Ricky Miller appeals his conviction of possession of cocaine. At his trial, he requested that the court instruct the jury on his affirmative defense of lack of knowledge that the substance he possessed was cocaine. The trial court refused to give the instruction. We reverse.
The possession of cocaine charge arose from Miller's possession of a glass pipe which contained cocaine residue. When Miller testified in his own defense, *163 counsel had specifically asked Miller whether he knew that cocaine was in the pipe, and Miller denied knowing of any. During the charge conference, the defense requested a jury instruction on lack of knowledge of the illicit nature of a controlled substance, as it was an affirmative defense to the cocaine possession charge. The trial court declined to give the standard instruction on this affirmative defense, because there was no evidence that Miller did not know that cocaine was illegal. Defense counsel argued that the instruction was proper where evidence supported the contention that Miller did not know cocaine was in the pipe confiscated from him. The trial court disagreed and denied the request for the affirmative defense instruction. The court later instructed the jury as follows:
[T]o prove the crime of possessing cocaine, the State must prove three elements beyond a reasonable doubt.
First, they have to prove that Mr. Miller possessed a certain substance. Second, that the substance was cocaine. And third, that Mr. Miller had knowledge of the presence of the substance.
A written copy of the instructions was provided to the jury for its deliberations. The jury convicted Miller of possession of cocaine, along with other charges. He appeals only his conviction for possession of cocaine.
In 2002, the Florida Legislature enacted section 893.101, Florida Statutes, which expressly provides that knowledge of the illicit nature of a controlled substance is not an element of any offense under chapter 893. The statute superseded Chicone v. State, 684 So. 2d 736 (Fla. 1996), which had held that the state was required to prove a fourth element of the offense, namely that the defendant knew of the illicit nature of the substance. See Barrientos v. State, 1 So. 3d 1209, 1216 (Fla. 2d DCA 2009). Section 893.101, Florida Statutes, thus makes possession of a controlled substance a general intent crime and provides that lack of knowledge of the illicit nature of a controlled substance is an affirmative defense. See Wright v. State, 920 So. 2d 21, 24 (Fla. 4th DCA 2005).

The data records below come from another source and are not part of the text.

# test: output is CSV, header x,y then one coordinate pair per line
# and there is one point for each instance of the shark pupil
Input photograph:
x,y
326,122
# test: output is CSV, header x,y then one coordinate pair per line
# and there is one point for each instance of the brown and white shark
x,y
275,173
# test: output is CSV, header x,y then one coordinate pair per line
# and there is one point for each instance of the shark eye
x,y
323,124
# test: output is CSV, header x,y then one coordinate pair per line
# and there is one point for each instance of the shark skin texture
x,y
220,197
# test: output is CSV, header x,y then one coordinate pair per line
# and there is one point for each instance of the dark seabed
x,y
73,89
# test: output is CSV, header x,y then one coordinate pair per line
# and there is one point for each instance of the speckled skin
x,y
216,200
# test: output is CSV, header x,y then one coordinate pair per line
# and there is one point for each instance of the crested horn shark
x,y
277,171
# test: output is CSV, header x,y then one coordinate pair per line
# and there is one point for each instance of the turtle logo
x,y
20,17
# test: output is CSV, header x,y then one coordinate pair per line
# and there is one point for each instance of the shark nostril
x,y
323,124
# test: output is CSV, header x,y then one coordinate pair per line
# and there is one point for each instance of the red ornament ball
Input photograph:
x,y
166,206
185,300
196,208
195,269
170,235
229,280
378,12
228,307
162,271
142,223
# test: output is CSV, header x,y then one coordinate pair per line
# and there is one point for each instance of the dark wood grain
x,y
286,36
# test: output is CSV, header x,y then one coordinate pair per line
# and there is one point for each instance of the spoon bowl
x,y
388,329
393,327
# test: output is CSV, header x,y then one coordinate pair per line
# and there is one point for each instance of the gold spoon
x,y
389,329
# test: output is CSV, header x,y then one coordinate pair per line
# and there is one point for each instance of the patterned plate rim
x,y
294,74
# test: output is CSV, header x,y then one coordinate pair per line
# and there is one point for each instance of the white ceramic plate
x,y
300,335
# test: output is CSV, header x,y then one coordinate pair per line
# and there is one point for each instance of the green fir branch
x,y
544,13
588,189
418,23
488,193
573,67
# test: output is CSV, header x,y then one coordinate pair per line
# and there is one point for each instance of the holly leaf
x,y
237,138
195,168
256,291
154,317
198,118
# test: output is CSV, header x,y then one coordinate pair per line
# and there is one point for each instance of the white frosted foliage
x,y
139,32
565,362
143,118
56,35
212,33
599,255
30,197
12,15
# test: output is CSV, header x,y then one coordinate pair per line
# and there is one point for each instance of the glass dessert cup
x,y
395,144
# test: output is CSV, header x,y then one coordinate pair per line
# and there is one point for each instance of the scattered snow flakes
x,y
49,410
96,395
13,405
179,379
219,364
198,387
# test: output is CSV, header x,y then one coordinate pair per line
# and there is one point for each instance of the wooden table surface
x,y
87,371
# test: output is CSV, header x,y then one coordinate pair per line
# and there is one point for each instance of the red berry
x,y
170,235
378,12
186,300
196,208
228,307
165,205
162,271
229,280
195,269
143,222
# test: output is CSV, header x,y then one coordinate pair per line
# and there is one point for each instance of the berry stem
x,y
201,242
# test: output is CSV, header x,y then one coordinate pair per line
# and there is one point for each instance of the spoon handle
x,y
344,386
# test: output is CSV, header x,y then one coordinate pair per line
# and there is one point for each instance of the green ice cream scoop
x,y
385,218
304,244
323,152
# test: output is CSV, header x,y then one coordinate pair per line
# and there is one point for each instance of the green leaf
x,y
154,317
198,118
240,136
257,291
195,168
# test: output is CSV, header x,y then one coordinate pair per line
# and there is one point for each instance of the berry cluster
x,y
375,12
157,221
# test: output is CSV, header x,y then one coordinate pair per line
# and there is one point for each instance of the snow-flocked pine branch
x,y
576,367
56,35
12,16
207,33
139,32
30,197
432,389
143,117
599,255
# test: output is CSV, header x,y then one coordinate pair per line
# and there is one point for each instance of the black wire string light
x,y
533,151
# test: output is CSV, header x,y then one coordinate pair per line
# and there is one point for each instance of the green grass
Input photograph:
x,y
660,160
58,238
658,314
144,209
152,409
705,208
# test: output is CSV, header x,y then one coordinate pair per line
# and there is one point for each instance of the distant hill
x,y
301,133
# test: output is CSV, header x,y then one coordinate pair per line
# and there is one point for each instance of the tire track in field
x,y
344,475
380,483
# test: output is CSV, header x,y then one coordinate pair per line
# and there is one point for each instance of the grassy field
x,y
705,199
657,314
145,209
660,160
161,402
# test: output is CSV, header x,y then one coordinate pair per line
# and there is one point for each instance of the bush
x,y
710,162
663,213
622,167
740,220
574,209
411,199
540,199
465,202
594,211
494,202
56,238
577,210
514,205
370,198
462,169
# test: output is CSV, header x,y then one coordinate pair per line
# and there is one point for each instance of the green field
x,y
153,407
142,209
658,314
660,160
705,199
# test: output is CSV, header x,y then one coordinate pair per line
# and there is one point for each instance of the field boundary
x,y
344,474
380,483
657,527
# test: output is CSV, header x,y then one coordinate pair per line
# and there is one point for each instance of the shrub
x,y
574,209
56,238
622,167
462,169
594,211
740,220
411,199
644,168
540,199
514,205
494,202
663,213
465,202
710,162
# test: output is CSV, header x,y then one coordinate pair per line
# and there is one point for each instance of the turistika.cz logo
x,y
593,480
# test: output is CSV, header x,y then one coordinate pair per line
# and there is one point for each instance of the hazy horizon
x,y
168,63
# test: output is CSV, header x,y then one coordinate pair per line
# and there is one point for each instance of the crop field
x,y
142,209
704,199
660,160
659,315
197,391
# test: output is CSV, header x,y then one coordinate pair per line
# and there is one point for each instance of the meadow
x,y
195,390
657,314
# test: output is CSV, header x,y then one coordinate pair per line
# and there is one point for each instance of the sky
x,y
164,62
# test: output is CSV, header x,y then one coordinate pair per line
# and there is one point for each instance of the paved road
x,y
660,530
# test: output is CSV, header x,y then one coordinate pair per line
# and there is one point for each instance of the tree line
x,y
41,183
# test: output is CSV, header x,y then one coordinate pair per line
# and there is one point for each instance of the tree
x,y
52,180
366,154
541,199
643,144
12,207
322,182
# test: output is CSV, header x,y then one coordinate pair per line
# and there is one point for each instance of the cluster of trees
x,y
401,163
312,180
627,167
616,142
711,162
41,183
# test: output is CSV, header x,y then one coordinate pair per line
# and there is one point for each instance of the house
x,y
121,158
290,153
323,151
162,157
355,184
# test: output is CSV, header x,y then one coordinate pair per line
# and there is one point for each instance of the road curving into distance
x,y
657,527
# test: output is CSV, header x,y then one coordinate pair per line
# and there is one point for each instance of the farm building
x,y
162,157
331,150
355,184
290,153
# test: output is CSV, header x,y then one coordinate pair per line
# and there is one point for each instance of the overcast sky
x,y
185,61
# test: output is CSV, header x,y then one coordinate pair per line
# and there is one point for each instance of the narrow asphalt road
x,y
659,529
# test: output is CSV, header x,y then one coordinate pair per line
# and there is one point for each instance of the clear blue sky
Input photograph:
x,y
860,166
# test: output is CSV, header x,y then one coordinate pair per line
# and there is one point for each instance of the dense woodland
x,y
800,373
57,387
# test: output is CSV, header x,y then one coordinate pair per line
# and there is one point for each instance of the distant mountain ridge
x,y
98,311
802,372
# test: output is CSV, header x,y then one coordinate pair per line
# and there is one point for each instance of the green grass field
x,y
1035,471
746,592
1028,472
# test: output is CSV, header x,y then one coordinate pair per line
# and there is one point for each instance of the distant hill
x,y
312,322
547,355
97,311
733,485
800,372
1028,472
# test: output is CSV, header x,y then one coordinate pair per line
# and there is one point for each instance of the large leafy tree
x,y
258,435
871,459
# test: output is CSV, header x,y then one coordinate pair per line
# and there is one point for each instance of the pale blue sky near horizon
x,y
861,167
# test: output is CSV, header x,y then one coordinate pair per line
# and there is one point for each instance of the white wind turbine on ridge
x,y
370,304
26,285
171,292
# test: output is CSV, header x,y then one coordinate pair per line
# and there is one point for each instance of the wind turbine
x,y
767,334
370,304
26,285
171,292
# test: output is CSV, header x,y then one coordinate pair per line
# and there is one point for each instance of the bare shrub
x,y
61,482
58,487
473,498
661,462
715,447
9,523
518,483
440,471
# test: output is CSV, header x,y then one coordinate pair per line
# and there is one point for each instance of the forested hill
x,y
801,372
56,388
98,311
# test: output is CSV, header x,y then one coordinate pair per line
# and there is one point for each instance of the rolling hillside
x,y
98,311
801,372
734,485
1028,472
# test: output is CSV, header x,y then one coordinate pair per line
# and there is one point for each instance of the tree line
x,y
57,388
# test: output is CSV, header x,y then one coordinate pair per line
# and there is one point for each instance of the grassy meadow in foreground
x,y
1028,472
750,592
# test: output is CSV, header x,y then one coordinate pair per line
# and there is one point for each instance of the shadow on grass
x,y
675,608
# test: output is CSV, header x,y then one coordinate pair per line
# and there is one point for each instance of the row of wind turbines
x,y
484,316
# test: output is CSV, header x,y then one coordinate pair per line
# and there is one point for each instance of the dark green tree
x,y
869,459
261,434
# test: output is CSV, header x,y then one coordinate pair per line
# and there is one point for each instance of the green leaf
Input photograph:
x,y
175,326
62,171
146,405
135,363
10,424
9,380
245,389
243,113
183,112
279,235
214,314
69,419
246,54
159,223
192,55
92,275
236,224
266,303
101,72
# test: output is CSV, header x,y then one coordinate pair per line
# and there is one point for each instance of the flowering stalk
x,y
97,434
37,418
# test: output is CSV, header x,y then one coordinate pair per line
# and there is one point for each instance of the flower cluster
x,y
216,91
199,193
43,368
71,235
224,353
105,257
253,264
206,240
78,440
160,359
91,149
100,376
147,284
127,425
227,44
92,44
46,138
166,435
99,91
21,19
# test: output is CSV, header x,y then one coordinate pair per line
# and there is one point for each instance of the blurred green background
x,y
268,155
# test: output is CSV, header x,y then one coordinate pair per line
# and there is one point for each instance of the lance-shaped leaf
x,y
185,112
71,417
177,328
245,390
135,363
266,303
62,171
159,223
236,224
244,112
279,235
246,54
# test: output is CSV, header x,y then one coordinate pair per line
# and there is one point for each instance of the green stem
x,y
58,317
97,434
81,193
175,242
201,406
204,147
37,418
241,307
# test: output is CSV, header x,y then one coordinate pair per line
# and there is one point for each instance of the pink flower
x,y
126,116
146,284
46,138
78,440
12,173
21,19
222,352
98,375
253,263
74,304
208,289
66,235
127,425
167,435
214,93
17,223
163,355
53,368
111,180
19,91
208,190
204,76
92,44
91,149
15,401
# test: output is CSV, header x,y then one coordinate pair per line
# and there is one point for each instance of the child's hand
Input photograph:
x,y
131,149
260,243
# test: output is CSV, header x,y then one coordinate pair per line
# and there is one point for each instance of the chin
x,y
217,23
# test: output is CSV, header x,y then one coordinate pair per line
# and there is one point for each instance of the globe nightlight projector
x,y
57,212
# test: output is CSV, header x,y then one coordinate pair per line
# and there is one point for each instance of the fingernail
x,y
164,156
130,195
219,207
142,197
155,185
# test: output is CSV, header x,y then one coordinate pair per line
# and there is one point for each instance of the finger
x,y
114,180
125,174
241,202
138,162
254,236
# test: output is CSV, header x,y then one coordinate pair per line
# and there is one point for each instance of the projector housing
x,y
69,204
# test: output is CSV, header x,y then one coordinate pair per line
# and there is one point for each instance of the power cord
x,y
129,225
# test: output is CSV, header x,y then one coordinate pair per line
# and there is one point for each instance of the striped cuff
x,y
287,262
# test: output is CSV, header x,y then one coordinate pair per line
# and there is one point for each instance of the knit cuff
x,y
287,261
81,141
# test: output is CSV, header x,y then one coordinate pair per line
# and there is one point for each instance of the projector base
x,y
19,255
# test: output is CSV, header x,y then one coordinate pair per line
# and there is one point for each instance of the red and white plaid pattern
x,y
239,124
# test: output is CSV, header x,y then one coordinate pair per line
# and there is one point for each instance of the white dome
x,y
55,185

To prove a cocaine possession charge, the state must prove that the defendant knew that he possessed a substance, which was in fact cocaine, but the state does not have to prove that the defendant knew it was cocaine. See Fla. Std. Jury Instr. (Crim.) 25.7. Instead, the defendant may raise by affirmative defense the claim that he did not know the substance was cocaine. See Burnette v. State, 901 So. 2d 925, 927 (Fla. 2d DCA 2005). The affirmative defense does not require that the defendant offer evidence that he did not know that the possession of cocaine was illegal.[1]
In this case, Miller presented at least some evidence in support of this affirmative defense. He testified that he did not know there was cocaine in the glass pipe. "A criminal defendant is entitled to have the jury instructed on the law applicable to his or her theory of defense where there is any evidence to support it, no matter how weak or flimsy." Gregory v. State, 937 So. 2d 180, 182 (Fla. 4th DCA 2006) (emphasis in original); Bozeman v. State, 714 So. 2d 570 (Fla. 1st DCA 1998). Thus, the trial court should have given the requested instruction on the affirmative defense of lack of knowledge of the illicit nature of the substance. Because the trial *164 court failed to properly instruct the jury, we reverse.
TAYLOR and MAY, JJ., concur.
[1] As is so often incanted, ignorance of the law is not an excuse. See, e.g., Davis v. State, 928 So. 2d 442, 448 (Fla. 5th DCA 2006).